Develop learning material for intro to data science course
In this project, you will develop (1) lab materials for teaching statistical concepts using R language and by analyzing real datasets, (2) "statistics nuggets" which are 15 min short activities illustrating how statistics and data science is used in real world applications or (3) explore a new data set for class project, for the course STAT310 Fundamental Concepts of Statistics.
About the course
STAT310 Fundamental Concepts of Statistics is typically one of the first statistics courses students take to learn about fundamental principles of statistical science and how to use data to investigate a question of interest. Students learn how to formulate an inquiry into a model or a hypothesis, explore a data set through visualization and descriptive statistics, make inference using relevant data and appropriate statistical methods, and communicate your observations and findings. The course uses the textbook Statistical Inference via Data Science
A ModernDive into R and the Tidyverse, and uses R language to demonstrate statistical concepts including point estimate, sampling variation, confidence interval, hypothesis testing, and linear regression.
Lab materials
The lab materials are R markdown documents that includes both examples and exercises to demonstrate the statistical concepts and methods introduced in the class. For example, in the linear regression module, we use data from the study It doesn't hurt to ask: question-asking increases liking to illustrate linear models when there are two explanatory variables, one categorical and one continuous. Students are asked to explore the data, fit models and interpret results in the lab.
Statistics nuggets
These are 15 min activities to expose students to the variety of ways data science and statistics are used in the world, prompt awareness and reflection of aspects of data science that are not typically discussed in an intro class. Activities include reading a piece of news (e.g., gender bias in classification systems), exploring a data visualization (e.g., A night under the stars: a look at overnight stays at US national parks) and discussing questions about what they see and learn from the materials. The materials are typically timely, short, and engaging.
Course project
Students analyze a real world data to answer questions of their interest in the final project. Currently students can analyze the US COVID-19 data or the US open policing data. Exploring other relevant and interesting datasets will be another project topic of interest.
What I expect from you
This project will be 4 hours/week * 8 weeks in total. Throughout the project, I expect you to turn in an R markdown file each week summarizing your work (e.g., news article or data set you have found, exploratory analysis you have completed). At the end of eight weeks, I expect you to turn in a final writeup of the course material you designed, e.g., a number of statistics nuggets, two sets of lab materials, and/or summary of a new data set you have found.

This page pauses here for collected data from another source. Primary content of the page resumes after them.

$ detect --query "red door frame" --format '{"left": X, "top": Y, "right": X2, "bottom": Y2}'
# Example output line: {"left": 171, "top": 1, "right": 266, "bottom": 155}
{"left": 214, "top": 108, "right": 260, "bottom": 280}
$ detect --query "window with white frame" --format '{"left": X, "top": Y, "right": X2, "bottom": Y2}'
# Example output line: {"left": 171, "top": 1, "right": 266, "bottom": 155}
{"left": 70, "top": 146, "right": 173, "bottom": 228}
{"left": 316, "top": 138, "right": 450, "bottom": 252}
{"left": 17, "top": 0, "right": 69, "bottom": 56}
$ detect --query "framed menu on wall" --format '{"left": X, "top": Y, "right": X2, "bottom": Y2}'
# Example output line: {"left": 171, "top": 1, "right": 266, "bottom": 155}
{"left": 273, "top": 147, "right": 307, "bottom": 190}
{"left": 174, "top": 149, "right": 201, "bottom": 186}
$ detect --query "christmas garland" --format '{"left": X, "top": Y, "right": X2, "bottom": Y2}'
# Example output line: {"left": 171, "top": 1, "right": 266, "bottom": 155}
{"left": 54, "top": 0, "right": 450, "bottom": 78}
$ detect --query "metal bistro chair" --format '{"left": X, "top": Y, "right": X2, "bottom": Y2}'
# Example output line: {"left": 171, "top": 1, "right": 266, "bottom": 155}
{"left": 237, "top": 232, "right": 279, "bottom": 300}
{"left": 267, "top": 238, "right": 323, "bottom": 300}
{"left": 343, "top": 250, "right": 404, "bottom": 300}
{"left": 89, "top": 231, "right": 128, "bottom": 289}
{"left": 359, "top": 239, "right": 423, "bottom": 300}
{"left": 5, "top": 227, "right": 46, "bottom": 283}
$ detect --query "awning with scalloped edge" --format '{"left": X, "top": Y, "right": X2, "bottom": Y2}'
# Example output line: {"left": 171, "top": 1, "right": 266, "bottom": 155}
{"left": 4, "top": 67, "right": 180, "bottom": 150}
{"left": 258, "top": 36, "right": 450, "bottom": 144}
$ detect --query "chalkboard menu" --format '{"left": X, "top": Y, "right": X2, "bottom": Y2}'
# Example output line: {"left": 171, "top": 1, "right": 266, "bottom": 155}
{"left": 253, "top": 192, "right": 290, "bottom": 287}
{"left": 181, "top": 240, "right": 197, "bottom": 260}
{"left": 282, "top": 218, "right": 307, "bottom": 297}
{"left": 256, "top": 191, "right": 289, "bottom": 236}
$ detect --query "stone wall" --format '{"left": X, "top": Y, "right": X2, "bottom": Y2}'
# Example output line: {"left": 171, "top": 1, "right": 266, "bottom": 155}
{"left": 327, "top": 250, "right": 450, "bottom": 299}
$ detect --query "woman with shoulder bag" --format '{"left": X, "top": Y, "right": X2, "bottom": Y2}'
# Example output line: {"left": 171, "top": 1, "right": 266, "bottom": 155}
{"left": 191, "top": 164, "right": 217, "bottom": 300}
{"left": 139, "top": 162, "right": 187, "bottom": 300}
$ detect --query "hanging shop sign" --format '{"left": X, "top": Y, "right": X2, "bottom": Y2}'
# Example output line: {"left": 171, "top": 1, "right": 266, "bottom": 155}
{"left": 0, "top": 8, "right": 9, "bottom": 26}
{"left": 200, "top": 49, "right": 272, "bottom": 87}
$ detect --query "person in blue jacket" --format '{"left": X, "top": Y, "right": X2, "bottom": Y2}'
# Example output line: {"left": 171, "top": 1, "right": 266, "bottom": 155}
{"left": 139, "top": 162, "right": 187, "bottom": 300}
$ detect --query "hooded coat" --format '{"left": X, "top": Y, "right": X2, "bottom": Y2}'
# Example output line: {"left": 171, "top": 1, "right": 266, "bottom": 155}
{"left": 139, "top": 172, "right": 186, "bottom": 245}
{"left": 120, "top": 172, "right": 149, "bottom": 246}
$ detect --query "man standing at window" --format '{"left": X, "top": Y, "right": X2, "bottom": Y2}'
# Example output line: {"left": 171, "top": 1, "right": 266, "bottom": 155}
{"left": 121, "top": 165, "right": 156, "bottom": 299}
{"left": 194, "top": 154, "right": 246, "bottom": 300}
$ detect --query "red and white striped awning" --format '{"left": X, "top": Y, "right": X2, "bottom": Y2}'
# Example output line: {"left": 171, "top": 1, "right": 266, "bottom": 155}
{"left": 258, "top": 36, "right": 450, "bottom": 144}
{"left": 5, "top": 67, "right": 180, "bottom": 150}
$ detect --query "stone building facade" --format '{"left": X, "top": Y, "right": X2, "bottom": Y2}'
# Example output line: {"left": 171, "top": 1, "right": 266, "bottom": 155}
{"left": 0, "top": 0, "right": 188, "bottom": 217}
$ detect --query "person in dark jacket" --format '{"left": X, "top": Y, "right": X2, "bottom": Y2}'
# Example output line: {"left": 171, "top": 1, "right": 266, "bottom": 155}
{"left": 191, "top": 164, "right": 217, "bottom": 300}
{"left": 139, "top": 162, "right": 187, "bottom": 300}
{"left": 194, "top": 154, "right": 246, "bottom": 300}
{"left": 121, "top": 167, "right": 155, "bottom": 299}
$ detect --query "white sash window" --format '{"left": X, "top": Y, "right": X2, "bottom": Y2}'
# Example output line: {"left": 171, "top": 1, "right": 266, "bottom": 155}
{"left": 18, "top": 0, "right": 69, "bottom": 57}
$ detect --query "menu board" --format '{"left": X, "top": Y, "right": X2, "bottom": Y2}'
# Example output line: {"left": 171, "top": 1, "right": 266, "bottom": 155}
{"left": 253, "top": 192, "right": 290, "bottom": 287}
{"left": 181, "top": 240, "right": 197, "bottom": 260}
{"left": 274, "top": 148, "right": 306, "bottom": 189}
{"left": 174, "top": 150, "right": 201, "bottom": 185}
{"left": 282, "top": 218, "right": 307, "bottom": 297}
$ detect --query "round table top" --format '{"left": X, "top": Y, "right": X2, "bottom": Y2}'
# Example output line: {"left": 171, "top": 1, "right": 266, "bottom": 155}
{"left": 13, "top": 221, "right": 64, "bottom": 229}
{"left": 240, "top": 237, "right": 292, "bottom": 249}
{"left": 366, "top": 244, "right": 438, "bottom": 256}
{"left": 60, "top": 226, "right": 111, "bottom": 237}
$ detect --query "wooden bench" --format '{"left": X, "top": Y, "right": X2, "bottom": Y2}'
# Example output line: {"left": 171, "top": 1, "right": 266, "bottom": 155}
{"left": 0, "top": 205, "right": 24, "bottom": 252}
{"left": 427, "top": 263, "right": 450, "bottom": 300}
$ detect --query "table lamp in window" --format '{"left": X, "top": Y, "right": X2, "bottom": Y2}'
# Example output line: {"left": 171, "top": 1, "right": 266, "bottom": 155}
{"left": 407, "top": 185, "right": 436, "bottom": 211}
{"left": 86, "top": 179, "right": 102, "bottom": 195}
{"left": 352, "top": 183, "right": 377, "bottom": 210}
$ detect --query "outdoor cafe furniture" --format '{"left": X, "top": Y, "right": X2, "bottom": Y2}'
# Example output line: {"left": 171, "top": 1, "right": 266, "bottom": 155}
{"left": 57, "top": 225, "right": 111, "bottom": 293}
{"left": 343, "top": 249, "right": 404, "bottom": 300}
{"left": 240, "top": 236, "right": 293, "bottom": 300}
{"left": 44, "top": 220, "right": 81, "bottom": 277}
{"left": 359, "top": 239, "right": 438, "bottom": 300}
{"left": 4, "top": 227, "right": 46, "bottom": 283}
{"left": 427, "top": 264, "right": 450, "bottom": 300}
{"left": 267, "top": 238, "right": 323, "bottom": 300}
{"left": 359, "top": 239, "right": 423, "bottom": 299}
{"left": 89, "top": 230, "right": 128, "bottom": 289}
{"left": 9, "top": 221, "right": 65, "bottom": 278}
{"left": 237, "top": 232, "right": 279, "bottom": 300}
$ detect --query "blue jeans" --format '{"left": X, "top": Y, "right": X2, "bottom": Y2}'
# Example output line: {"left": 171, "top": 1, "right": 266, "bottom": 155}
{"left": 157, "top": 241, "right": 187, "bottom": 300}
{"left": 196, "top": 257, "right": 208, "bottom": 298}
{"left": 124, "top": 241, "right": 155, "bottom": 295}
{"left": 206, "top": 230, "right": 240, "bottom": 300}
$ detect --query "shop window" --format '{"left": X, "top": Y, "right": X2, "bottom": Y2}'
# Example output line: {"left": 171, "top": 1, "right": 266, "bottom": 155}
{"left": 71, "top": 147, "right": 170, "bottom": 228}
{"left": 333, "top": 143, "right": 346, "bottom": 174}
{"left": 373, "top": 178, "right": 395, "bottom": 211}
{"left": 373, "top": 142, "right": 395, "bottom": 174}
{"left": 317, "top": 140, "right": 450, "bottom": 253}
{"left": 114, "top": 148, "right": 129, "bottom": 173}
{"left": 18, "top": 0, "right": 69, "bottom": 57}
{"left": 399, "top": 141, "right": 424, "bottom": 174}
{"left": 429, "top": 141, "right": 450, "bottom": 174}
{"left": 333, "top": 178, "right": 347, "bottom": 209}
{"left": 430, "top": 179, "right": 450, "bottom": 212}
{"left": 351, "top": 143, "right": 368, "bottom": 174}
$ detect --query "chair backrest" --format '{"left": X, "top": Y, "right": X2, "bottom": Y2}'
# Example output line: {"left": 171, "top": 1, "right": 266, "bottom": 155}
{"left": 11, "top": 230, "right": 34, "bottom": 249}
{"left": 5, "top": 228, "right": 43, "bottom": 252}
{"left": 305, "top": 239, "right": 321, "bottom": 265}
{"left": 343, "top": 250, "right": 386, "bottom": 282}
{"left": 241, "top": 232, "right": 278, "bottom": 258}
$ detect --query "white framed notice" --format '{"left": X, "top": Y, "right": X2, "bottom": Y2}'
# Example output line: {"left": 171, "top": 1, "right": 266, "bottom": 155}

What you can expect from me
I will guide you through your project, and provide suggestions and feedback on the materials you have developed. I respect, value, and encourage your perspective, and will acknowledge your work when using your material. I will aim to meet with you once a week.
You will strengthen your skills and receive mentorship in (1) working with real data (2) statistical analysis (3) data science communication and (4) teaching. Your work will be used in future iterations of the class and benefit UMass students in the coming years!